Tobold's Blog
Monday, May 30, 2016
 
The curse of continuity

Some people claim that World of Warcraft ruined the MMORPG industry. My take on that is that the fundamental problem is that nobody, not even Blizzard, understood what made World of Warcraft so successful. And that led to hundreds of millions of dollars wasted by several companies trying to make another successful game by simply doing everything the same as World of Warcraft. Monumental failure in both concept and result.

I watched the new Top Gear last night and realized that they have the same problem: They have no idea what made the old Top Gear so successful, and so they decided to do everything the same as before: The same running jokes now told by different people, the new moderators adding new lap record times on the board that still has the old times in Clarkson's handwriting on them, the same scripted stunt contests that would have been funny with Hammond and May, but just looked lame as a contest between the new moderators that lacked the chemistry. The whole show looked as if a bunch of new guys had gotten hold of the scripts while the old moderators had stepped out for a coffee.

While the chemistry is impossible to reproduce, for me it is clear that the old Top Gear worked because Clarkson, Hammond and May were true to themselves. They didn't play a role that was foreign to their nature. The new moderators don't allow their personalities to show that much, they emulate rather than create. And the result is disastrous. Everybody hated it.

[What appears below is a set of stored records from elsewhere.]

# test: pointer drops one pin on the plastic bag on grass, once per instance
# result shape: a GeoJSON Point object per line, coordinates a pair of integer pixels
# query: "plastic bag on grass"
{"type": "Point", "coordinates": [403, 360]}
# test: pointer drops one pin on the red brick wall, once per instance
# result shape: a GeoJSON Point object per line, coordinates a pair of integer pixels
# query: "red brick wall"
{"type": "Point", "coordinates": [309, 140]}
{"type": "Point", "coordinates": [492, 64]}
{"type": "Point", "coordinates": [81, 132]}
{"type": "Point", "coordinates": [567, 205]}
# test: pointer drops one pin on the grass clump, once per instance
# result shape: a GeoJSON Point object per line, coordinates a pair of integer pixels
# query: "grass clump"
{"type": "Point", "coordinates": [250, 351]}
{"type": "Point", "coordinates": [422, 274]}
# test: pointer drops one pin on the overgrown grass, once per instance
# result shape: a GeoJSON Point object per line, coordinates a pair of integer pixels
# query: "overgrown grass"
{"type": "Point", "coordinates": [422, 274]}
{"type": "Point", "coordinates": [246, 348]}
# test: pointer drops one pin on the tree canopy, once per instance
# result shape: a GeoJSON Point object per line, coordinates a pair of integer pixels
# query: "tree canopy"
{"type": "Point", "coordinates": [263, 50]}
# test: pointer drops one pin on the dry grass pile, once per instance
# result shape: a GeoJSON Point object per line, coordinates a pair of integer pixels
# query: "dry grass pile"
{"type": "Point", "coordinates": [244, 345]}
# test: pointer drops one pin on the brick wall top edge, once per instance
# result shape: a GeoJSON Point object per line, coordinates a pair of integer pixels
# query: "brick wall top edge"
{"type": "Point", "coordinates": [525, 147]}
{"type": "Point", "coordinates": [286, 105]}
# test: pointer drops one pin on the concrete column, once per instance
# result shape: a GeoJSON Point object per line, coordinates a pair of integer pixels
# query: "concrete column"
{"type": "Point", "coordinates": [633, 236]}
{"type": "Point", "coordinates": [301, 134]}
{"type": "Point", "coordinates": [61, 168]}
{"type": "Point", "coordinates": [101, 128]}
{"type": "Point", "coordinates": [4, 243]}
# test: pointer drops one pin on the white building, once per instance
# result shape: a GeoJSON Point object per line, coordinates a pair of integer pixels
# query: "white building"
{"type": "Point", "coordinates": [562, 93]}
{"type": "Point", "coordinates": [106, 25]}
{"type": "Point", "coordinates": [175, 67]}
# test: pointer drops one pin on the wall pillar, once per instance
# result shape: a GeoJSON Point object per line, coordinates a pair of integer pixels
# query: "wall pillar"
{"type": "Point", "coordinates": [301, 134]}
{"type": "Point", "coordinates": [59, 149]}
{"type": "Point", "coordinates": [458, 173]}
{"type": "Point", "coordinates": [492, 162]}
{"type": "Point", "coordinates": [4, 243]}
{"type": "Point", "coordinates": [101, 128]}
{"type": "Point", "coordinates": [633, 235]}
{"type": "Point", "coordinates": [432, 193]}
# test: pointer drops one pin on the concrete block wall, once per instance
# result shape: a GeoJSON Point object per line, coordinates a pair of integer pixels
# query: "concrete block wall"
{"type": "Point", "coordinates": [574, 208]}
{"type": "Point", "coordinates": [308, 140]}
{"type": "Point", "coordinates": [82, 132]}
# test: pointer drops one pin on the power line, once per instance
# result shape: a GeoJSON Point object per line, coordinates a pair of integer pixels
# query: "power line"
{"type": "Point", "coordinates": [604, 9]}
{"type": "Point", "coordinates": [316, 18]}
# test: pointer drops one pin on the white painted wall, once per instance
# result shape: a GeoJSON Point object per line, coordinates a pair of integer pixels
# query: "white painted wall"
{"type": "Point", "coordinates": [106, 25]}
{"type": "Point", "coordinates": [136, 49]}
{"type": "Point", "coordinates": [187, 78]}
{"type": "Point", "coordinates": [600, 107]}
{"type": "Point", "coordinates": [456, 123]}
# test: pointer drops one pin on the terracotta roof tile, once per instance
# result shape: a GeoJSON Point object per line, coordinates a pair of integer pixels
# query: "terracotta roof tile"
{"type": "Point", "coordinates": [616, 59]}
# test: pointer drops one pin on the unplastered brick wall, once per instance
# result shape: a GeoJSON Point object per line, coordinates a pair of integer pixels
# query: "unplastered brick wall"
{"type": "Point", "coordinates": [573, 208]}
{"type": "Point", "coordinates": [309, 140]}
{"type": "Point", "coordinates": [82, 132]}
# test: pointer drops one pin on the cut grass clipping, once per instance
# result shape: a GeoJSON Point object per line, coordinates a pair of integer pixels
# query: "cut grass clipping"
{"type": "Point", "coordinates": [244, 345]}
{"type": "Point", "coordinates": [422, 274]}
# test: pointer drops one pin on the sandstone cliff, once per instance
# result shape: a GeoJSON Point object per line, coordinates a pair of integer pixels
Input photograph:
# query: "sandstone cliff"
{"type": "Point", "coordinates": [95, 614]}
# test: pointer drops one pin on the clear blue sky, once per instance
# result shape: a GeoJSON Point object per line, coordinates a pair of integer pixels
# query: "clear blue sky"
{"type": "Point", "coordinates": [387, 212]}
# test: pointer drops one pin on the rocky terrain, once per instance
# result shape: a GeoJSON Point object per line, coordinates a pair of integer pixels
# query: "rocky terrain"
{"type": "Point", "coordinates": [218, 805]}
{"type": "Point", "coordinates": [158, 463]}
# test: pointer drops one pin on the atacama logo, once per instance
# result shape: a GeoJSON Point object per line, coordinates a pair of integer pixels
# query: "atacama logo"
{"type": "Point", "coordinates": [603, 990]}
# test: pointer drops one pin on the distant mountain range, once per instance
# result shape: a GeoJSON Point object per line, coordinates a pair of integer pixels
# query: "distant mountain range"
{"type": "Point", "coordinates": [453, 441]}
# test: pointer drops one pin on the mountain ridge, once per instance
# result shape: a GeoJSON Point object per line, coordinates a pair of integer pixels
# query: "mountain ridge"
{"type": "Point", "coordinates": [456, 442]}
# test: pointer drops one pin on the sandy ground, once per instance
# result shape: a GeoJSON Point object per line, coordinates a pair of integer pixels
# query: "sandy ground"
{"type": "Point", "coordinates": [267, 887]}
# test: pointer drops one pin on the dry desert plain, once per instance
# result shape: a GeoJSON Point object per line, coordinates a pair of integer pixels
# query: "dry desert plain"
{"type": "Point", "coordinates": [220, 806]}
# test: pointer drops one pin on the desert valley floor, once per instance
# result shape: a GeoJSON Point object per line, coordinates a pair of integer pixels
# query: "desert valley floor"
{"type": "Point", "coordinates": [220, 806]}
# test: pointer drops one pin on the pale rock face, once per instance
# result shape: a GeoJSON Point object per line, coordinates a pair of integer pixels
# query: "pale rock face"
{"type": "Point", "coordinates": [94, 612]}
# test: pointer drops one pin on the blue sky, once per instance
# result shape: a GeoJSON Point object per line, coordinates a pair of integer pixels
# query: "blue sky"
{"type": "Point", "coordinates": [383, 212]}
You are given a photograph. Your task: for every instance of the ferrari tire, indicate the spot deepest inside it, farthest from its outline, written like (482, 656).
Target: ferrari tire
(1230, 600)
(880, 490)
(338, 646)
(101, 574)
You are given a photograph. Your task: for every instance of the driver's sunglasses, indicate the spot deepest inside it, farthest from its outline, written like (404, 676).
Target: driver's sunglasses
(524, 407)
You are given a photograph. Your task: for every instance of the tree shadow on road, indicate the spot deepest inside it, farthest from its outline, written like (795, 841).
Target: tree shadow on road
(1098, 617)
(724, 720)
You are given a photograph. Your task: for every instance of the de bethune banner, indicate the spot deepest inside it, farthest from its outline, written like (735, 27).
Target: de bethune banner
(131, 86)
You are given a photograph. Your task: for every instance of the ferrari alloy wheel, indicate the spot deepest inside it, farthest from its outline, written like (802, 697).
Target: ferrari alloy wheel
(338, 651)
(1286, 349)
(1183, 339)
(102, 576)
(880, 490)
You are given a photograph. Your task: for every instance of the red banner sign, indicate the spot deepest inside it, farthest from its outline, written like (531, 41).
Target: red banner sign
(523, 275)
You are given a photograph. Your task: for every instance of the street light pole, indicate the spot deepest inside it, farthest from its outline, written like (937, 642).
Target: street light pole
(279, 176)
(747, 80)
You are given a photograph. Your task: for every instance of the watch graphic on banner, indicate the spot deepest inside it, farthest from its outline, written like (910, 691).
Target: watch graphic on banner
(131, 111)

And it isn't as they were all that pressed for time. They had months to come up with a new concept, throw out all the old decorations and jokes, redesign the track to make it new and different, and come up with new elements of the show that focus on the personalities of the new moderators. Trying to make the "Clarkson, Hammond and May Show without Clarkson, Hammond and May" simply doesn't work. Continuity is not a recipe for success, it is a curse.

Comments:
To be fair, Blizzard wasted hundreds of millions of dollars trying to make a successful game by doing everything different. And that was a monumental failure too!
 
The old Top Gear was execrable. A copy of it could at best be execrable too.

On the other hand, many of the WoW clones were great fun and lots of them are still running so I don't see how that was money wasted.
 
Beauty is in the eye of the beholder, and your eyes are known to be different. I was talking measurable, objective criteria of success, aka making money. The old Top Gear was the top grossing TV show of the BBC. Few of the WoW clones reached even 10% of the peak subscribers of the original, which cannot have been the business plan.
 
Everyone I've talked to in the past about Top Gear (British or otherwise) wanted Clarkson to walk off a bridge. He was an isufferable wanker.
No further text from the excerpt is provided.